BAGHDAD: Iraq has warned Russia’s Gazprom Neft to quit oil deals with the country’s autonomous Kurdistan or pull out of its contract for the Badra oilfield, a spokesman for Deputy Prime Minister for Energy Hussain Shahristani said yesterday.
Gazprom Neft, the oil arm of Russian gas export monopoly Gazprom, in August acquired interests in two blocks with the Kurdistan Regional Government following moves by rivals like Exxon and Total which angered the central Iraqi government in Baghdad.
“Iraq sent a letter to Gazprom at the end of October asking the company for an official reply, that it should cancel deals signed with KRG or pull out completely from Badra oilfield,” Faisal Abdullah said.

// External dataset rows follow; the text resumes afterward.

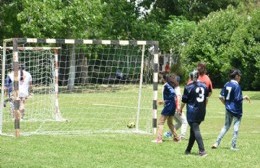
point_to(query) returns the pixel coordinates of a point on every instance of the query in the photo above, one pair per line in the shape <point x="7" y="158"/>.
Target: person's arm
<point x="222" y="99"/>
<point x="247" y="98"/>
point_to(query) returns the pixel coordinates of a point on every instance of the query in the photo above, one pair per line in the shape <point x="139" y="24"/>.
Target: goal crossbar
<point x="16" y="48"/>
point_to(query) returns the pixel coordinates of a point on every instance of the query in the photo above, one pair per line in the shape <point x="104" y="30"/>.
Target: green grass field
<point x="135" y="150"/>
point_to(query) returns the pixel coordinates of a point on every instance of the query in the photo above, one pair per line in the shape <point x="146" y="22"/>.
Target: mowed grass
<point x="135" y="150"/>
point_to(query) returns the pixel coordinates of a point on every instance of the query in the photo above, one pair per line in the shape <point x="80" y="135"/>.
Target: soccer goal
<point x="82" y="86"/>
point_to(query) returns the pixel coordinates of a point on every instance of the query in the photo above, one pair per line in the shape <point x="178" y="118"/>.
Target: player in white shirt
<point x="25" y="85"/>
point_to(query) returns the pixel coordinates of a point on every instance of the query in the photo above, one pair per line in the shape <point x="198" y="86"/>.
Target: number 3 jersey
<point x="232" y="94"/>
<point x="195" y="96"/>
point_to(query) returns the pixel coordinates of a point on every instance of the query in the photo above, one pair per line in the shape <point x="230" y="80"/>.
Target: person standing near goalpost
<point x="25" y="86"/>
<point x="180" y="118"/>
<point x="231" y="96"/>
<point x="195" y="95"/>
<point x="168" y="111"/>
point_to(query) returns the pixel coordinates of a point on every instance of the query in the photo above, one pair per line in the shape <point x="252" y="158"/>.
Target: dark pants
<point x="195" y="135"/>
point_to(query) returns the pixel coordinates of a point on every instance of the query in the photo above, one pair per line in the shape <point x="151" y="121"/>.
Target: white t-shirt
<point x="24" y="84"/>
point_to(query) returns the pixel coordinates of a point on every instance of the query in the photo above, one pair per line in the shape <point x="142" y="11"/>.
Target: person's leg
<point x="160" y="128"/>
<point x="172" y="128"/>
<point x="22" y="101"/>
<point x="177" y="119"/>
<point x="198" y="137"/>
<point x="184" y="125"/>
<point x="191" y="140"/>
<point x="237" y="122"/>
<point x="228" y="121"/>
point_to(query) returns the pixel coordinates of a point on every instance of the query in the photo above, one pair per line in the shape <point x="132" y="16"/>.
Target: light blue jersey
<point x="232" y="94"/>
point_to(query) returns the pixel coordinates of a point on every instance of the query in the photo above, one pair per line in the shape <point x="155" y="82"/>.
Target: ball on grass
<point x="131" y="125"/>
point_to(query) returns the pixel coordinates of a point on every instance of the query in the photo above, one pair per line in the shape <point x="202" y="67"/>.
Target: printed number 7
<point x="201" y="97"/>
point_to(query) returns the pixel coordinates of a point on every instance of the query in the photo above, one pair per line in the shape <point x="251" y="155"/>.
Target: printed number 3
<point x="200" y="91"/>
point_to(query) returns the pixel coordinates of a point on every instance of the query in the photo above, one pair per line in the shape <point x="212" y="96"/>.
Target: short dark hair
<point x="194" y="75"/>
<point x="234" y="72"/>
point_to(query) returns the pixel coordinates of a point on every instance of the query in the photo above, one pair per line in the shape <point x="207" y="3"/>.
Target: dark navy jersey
<point x="8" y="84"/>
<point x="232" y="94"/>
<point x="169" y="97"/>
<point x="195" y="96"/>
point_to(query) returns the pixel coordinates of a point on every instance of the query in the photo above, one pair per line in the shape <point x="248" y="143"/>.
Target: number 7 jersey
<point x="232" y="94"/>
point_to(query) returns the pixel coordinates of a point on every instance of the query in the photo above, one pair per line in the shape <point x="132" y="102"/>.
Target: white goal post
<point x="91" y="86"/>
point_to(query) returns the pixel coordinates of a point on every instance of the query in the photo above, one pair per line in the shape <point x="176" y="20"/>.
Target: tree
<point x="225" y="39"/>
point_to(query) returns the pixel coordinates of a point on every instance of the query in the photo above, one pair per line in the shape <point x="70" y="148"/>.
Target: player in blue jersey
<point x="196" y="97"/>
<point x="231" y="96"/>
<point x="169" y="98"/>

Last year Gazprom said it expected to start production at Badra with 15,000 barrels per day in August 2013. The field with 100 million barrels of reserves near Iran’s border is operated with Turkey’s TPAO, Korea’s Kogas and Malaysia’s Petronas.
Gazprom Neft Chief Operating Officer Alexander Dyukov declined to comment.
ExxonMobil was the first major to sign oil deals with Kurdistan and is now at the centre of a dispute over oil and territory between the Arab-led central government and ethnic Kurds, who have run their own administration in northern Iraq since 1991.